El té verde es reconocido por sus beneficios para la salud gracias a su alto contenido de antioxidantes, que ayudan a reducir la inflamación y el riesgo de enfermedades crónicas. Sin embargo, su consumo excesivo puede generar efectos secundarios importantes. Según expertos, la mayoría de las personas puede tomarlo con moderación sin problemas, pero exceder los 400 miligramos diarios de cafeína —límite recomendado— puede provocar complicaciones.

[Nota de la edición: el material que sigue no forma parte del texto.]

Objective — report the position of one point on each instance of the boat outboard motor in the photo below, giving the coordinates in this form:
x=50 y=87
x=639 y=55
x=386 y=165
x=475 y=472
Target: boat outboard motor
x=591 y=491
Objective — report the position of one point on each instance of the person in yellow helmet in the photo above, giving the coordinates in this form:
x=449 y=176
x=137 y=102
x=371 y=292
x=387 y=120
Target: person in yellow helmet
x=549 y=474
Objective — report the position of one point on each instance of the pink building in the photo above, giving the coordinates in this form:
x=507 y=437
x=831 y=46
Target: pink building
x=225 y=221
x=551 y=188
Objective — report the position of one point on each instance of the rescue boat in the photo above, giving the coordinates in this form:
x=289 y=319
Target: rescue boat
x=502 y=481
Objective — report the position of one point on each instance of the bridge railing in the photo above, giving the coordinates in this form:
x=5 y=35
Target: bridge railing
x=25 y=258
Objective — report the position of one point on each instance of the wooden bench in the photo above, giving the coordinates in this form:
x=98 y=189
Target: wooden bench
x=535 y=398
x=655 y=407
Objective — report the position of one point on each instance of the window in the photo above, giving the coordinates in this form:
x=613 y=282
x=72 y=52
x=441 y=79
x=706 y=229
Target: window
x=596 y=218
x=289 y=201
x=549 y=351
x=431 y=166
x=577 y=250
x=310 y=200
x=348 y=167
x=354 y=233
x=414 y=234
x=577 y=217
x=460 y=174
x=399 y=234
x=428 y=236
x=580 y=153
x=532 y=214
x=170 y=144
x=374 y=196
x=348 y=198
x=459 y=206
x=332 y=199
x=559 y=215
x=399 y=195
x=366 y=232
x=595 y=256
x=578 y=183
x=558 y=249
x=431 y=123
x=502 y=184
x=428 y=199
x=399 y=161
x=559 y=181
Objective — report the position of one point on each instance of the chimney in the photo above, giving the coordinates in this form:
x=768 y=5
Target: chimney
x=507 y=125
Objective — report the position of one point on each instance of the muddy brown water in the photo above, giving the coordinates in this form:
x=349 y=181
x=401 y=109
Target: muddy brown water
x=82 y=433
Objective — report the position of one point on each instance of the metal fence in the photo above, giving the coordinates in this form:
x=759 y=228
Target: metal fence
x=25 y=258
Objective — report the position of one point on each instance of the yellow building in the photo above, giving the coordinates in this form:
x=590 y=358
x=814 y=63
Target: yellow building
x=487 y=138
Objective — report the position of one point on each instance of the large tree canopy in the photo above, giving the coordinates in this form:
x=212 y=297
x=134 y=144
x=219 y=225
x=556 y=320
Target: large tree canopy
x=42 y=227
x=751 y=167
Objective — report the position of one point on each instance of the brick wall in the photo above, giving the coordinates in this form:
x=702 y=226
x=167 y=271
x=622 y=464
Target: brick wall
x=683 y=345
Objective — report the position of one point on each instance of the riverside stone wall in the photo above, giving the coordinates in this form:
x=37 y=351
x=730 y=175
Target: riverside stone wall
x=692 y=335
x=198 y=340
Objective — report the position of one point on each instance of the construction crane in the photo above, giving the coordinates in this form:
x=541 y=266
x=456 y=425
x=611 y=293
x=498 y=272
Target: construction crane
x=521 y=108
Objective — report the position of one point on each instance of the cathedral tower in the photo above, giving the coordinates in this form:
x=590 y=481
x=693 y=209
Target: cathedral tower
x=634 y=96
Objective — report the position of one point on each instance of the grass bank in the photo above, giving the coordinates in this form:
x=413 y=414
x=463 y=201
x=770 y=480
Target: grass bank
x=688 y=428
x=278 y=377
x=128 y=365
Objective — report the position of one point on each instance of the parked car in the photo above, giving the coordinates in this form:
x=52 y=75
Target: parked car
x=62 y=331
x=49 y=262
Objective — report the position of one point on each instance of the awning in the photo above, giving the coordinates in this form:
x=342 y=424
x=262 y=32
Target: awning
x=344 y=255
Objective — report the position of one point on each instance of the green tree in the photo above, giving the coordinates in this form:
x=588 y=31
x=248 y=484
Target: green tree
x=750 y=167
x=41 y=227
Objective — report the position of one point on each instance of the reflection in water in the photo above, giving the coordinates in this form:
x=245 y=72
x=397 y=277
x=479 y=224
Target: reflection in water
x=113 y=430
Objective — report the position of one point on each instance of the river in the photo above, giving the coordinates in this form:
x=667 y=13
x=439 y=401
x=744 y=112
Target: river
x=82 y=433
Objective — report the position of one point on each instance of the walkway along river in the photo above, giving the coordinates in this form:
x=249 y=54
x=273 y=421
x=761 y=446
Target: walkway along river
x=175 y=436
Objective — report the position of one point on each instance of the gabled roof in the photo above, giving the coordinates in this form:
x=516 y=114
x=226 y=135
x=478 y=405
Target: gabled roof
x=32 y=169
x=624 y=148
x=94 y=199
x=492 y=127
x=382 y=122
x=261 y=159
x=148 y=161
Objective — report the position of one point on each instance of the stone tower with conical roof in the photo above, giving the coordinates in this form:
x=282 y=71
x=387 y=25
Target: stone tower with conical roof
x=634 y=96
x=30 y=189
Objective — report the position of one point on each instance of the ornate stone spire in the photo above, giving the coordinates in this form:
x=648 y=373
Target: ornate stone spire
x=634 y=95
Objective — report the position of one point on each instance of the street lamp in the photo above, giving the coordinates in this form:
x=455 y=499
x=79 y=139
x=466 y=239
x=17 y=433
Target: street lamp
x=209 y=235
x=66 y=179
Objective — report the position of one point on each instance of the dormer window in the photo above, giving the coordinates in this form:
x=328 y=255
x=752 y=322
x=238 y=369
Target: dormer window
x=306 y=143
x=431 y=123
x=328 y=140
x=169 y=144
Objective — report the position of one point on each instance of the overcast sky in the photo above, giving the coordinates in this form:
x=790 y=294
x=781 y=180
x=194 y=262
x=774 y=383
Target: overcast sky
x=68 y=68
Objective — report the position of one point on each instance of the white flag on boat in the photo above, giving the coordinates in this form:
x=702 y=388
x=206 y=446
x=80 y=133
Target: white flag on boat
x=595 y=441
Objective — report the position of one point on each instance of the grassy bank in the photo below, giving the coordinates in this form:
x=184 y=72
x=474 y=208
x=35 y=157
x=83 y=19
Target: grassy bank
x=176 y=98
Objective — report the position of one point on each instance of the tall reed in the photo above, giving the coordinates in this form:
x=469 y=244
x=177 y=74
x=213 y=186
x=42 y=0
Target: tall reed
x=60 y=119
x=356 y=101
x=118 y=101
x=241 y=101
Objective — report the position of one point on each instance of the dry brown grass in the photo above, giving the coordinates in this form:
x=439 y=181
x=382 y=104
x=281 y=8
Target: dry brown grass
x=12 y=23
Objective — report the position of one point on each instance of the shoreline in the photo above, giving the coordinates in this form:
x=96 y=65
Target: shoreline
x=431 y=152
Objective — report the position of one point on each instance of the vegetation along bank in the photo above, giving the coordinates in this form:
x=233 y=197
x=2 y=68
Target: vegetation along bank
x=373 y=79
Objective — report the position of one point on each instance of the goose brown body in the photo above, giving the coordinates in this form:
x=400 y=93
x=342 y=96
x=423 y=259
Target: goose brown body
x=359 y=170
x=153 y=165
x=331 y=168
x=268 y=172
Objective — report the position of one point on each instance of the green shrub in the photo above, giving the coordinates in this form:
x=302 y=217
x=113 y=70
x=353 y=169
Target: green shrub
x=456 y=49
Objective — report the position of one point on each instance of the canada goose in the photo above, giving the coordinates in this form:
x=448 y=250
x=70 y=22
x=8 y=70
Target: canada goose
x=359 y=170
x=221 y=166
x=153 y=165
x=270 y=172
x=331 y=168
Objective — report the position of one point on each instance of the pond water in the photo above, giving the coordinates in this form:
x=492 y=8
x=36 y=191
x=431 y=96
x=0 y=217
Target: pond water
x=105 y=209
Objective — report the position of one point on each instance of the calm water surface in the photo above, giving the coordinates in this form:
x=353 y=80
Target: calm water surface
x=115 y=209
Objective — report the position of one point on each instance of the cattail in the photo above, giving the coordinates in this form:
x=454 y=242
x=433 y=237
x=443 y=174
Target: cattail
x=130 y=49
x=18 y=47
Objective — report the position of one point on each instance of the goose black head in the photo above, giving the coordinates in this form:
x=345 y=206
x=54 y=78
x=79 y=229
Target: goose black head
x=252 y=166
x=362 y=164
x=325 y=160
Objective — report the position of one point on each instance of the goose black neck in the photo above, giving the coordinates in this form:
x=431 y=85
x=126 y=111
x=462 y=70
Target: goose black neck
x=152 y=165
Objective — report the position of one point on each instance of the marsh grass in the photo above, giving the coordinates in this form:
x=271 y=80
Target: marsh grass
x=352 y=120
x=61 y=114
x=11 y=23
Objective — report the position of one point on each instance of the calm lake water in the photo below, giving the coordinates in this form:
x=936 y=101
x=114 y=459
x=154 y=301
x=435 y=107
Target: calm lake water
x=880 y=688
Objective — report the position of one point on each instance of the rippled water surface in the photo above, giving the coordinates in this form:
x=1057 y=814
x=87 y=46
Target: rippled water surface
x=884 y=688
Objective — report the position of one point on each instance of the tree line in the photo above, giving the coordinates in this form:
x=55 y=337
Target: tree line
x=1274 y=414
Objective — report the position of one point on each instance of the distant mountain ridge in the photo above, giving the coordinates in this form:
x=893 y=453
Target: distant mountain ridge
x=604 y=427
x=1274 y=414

Entre los principales efectos adversos están las molestias gastrointestinales, como náuseas y estreñimiento, especialmente con suplementos. También puede aumentar la presión arterial, acelerar el ritmo cardíaco y causar ansiedad o dolores de cabeza debido a la cafeína. Asimismo, el consumo elevado afecta la calidad del sueño, sobre todo si se ingiere antes de acostarse.

Otro riesgo es la menor absorción de hierro, lo que podría derivar en anemia en personas vulnerables. En casos poco frecuentes, se ha vinculado con daño hepático, principalmente por extractos concentrados. Además, puede interactuar con medicamentos, reduciendo su eficacia. Por ello, se recomienda moderación, especialmente en personas con anemia, problemas hepáticos, embarazo o sensibilidad a la cafeína.